I am not familiar with the community adjustments you mention.  I was so disappointed in the NADA publication a few years back, I've made no effort to look at it since.  Perhaps the adjustments are something new..?

Regardless, consider this: NADA guides are not based on actual used mobile home sales prices.  That's right, NADA makes absolutely no effort whatsoever to determine what used mobile homes sell for in the market (any market anywhere).  I got the publisher on the line a few years ago (Sherry Clevenger) and she explained that NADA only makes note of the initial sales price of the home when new, and then apply a constant depreciation amount every year.  I was incredulous when she told me this.  I thought for certain NADA would have a database full of thousands of actual used mobile home sale prices nationwide.  Nope.  NADA just has a spreadsheet that takes last year's value of the home, and multiplies by .97 (or so) to come up with the value of the home this year.

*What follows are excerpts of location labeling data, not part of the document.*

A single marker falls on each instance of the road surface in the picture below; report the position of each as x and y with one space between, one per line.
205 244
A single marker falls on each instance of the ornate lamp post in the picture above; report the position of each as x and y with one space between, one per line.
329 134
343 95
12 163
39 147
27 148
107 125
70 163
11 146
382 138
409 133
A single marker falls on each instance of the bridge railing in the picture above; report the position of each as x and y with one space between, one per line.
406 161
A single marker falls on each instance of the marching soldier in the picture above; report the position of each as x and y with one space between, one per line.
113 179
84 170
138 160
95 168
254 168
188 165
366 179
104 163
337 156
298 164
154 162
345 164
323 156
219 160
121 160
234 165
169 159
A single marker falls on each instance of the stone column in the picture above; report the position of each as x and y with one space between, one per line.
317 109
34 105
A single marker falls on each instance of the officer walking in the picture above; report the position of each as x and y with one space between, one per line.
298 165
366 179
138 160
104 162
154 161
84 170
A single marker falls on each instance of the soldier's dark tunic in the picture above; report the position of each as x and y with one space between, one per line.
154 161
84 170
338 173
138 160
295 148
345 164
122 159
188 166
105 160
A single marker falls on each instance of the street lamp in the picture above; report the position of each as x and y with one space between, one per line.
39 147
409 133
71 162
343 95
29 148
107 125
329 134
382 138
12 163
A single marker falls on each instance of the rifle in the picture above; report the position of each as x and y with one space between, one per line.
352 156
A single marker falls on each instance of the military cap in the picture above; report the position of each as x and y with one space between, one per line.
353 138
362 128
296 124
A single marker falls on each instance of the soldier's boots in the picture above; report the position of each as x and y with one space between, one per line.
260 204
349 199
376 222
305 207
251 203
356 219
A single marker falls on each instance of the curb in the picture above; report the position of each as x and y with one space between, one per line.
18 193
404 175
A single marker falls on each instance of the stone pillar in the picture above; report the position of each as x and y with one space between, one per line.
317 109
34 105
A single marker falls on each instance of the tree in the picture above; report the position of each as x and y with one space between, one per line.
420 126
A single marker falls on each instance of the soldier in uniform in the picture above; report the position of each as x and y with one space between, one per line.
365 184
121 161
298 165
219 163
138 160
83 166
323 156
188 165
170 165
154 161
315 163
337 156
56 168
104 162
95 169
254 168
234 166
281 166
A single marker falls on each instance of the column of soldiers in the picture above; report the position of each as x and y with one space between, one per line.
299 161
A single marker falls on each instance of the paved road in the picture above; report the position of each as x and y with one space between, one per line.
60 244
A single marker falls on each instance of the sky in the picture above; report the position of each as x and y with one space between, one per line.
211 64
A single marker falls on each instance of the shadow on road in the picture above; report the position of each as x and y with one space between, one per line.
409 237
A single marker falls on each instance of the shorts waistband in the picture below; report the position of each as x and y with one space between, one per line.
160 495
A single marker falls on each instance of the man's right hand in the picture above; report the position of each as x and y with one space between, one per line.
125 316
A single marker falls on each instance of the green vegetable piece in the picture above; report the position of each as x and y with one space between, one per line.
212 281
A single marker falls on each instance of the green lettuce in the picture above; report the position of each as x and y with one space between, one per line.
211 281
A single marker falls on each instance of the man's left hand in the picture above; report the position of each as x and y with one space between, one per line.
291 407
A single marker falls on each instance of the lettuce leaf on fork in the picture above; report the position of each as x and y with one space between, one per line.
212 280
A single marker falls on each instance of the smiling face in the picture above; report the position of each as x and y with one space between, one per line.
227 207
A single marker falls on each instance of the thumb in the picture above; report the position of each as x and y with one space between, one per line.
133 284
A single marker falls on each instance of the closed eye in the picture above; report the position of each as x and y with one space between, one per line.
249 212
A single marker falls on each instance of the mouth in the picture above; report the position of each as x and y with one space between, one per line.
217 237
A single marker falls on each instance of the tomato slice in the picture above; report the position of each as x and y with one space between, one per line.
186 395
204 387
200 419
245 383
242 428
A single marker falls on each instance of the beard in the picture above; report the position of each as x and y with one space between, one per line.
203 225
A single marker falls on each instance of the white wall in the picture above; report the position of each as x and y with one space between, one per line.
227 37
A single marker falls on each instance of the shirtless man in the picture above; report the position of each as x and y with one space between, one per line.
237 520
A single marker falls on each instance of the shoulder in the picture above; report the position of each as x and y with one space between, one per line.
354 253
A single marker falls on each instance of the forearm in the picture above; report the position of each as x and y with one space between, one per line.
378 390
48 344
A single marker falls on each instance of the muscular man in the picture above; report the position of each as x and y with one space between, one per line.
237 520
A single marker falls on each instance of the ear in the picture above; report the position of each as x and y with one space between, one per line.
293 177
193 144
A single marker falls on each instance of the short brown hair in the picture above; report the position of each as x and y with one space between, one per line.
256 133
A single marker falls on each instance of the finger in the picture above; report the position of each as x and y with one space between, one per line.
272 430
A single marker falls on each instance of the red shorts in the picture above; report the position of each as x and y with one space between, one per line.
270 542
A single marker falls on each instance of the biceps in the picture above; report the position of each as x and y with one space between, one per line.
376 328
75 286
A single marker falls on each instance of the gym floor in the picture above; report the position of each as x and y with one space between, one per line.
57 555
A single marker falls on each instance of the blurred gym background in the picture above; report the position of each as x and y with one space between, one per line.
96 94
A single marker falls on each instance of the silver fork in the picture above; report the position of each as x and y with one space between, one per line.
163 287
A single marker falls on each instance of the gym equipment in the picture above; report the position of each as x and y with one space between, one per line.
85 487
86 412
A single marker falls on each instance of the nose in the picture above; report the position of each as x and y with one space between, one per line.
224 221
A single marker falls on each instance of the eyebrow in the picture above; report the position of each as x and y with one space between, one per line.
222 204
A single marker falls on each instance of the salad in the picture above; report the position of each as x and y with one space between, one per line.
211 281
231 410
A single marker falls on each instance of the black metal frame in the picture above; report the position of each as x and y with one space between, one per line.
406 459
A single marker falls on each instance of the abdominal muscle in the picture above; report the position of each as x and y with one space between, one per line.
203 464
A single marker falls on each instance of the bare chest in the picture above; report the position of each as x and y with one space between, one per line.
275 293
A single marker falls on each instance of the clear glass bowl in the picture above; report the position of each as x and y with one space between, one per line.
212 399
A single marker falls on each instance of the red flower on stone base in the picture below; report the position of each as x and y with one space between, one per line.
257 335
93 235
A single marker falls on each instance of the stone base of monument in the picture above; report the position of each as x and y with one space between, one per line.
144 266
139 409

So that's why I say I don't like/trust NADA values.  And they do seem to be high.  We've been buying ~1998 3/2s in Oklahoma for $8,500 in excellent condition with all appliances and central heat and air.  NADA says I should have paid twice that.  No thank you NADA.  

My 2 cents worth,

-jl-

 Jefferson -

The community or location adjustments are critical to getting the valuations correct. As you know I have been a principal in three finance companies, one a related or captive finance company, and the other two "outside" finance companies. In all three companies it was very important to assess an accurate value of the homes for two reasons:

  1. We did not want to "over lend" on homes because that would have affected the profitability of the lending operation;
  2. We routinely had to borrow money to make loans with and we had to have an appraisal method that worked in order to satisfy part of the concerns that investors have when the only real collateral being offered are the homes and the lending contracts.

Years ago, I signed up for and took the two day course offered in using the NADA system. That is where I learned how to correctly utilize their books (later the disc and now the cloud) and doing that gave us accurate numbers long after I taught employees how to use the system and no longer did appraisals myself.

Rishel Consulting Group were one of a group of select Beta testers on their new system they rolled out a couple of years ago. There were bugs, but between our input and considerable input from 21st Mortgage (as well as others) they, in my opinion, got it correct. Both 21st Mortgage and Triad prefer the NADA system for chattel lending as does our related finance company Triangle Finance

If you and I ever get together at one of the myriad of meetings and we both have 20 minutes to spend on the subject, I can teach you how to make this appraisal process give you accurate numbers. It isn't hard, but it does require some additional steps you may not be taking.